Muckerman: And to make matters even worse, they're not replacing 100% of their oil at the moment.
O'Reilly: Dun dun dun.
Muckerman: But they're still the biggest publicly traded oil company in the world.
O'Reilly: Yeah, so they're fine. So, before we say class is dismissed and send everybody home to do their homework, do you have any final thoughts or takeaways that you might want to give everybody to think about when they're walking home?
Muckerman: Yeah. Just to show you right there, the largest oil company publicly traded here in the United States is the worst at free cash flow growth over the last seven years. But, has it been a terrible investment in the last seven years? No. The cyclicality of the oil industry can affect some figures like free cash flow, but they are still making free cash, so they're still able to return that to shareholders, or reinvest it back into the business, as we've seen with capital expenditures being, what did you say, $35 billion?
O'Reilly: Yeah, every year.
Muckerman: So, they're growing the business, or at least maintaining the business. It's not the end-all be-all factor to look at.
O'Reilly: It's a number, and you need to know the story and the reasons for the number.
Muckerman: Exactly. It's a worthwhile screen. But if your company isn't producing free cash flow, you might want to worry a little bit, unless it's a hyper-growth company in a very early stage.
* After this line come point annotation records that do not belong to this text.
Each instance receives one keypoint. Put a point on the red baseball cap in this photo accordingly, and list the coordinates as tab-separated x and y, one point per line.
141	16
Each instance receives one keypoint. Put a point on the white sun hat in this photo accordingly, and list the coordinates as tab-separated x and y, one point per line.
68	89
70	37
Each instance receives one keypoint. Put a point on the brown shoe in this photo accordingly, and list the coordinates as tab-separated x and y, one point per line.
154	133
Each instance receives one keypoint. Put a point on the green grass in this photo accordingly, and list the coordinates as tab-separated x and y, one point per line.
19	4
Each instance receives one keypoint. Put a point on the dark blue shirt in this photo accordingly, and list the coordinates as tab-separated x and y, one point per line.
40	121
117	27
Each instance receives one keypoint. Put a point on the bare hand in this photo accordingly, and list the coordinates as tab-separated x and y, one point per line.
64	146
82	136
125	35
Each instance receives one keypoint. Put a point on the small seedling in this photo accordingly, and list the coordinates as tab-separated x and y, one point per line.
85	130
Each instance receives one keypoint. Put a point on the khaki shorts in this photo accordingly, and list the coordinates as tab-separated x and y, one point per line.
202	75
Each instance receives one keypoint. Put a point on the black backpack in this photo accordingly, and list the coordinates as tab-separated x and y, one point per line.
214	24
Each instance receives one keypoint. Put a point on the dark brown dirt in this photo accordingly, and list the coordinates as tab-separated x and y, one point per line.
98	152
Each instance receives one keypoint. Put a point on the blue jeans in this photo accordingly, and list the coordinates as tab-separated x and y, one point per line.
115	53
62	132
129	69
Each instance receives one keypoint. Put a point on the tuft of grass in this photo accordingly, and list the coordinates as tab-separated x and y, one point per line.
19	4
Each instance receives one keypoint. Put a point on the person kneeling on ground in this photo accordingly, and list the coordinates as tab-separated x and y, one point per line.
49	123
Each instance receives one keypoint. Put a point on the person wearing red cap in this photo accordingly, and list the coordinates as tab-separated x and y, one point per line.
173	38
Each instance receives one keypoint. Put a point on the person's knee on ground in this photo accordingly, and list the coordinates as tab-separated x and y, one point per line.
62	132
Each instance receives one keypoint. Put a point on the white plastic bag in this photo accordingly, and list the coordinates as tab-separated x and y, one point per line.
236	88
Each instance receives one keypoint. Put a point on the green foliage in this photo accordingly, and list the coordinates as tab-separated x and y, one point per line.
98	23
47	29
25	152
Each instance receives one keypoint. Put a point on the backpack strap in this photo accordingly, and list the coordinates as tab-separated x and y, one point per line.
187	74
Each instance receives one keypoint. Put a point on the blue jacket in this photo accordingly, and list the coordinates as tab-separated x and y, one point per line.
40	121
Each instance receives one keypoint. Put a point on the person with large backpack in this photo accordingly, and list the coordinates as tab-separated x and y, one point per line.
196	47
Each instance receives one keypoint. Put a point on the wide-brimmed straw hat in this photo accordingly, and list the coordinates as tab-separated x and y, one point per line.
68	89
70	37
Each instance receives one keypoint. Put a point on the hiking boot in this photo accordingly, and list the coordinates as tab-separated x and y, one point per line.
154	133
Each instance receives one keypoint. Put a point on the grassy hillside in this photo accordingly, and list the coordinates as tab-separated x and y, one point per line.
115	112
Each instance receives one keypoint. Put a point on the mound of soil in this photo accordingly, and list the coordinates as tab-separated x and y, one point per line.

If it's a late-stage company and free cash flow suddenly disappears ...
O'Reilly: That's bad.
Muckerman: Then ask, why?
O'Reilly: Awesome. Thank you for your thoughts.
Muckerman: You got it.
O'Reilly: Have a good one.
Muckerman: You too.
O'Reilly: That is it for us folks. We'd like to give a special shout-out for our producer, Austin Morgan, who is behind the glass as we speak working his video and audio magic. And if you're a loyal listener and have questions or comments, we would love to hear from you. Just email us at firstname.lastname@example.org. Once again, that's email@example.com.
As always, people on this program may have interests in the stocks they talk about, and The Motley Fool may have formal recommendations for or against those stocks, so don't buy or sell anything based solely on what you hear on this program. For Taylor Muckerman, I am Sean O'Reilly. Thanks for listening and Fool on!